In the future, There Will be Robots (Really?)

I just saw an old movie called "Soylent Green," starring Charlton Heston. It takes place in the future, when humans are just hanging on after an environmental disaster, and Heston has to investigate a murder, ducking crooked parties left and right. The full meaning of the revelation at the end of the movie isn't properly explored, but it's a diverting movie nonetheless, and a great opportunity to ponder how people saw the destiny of humanity.
Watching movies' depictions of "the future," you get an idea of the ideas that are really bugging people about the era in which these films are made. Spielberg's Minority Report depicts a world where privacy was gone, and aggressive advertising tactics had completely hijacked our psyches--sounds like a post-Sept 2001 world to me. Such movies as Blade Runner and the Terminator series posit that in the future, the machines would take over--I guess that's what folks were worried about during the 1980s when they bought their first Beta VCR's. In seeking to project into the future, these movies date themselves.
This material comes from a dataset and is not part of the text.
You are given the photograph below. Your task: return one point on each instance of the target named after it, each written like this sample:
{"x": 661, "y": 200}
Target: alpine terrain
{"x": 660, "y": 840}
Well, Soylent Green is a movie about the near future--2022--but it was made in 1973. Technology is not a big theme here, since the post-disaster world is decidedly primitive, and everyone's just trying to get by. The hero (played by Charlton Heston) lives in an unimpressive flat in a sweltering, crowded city--no one has a job, and everyone mills around, waiting for an excuse to riot. This vision of human life recalls to mind the bleak depiction of New York City during the 1970s in Taxi Driver and Dog Day Afternoon. Heston's from an older generation than De Niro (Taxi Driver), and Pacino (Dog Day Afternoon), and his approach to acting shows it, but the overall feel of them movie--sweaty, gritty, filthy--makes Soylent more about the urban discontent of the 70s than a movie about the future. Even the one instance of "futuristic" technology occurs a short scene in which a young woman plays on a huge arcade-style video game, the likes of which some rich people had in their houses during the 1970s, and the random appearance of black actors--one as the chief of police, another as a sexy live-in girlfriend--falls in line with the politically-conscious casting of token rules during the period. 2022 looks a lot like 1973, except that in 1973 the government wasn't totally corrupt--oh wait, Nixon, right--2022 looks a lot like 1973.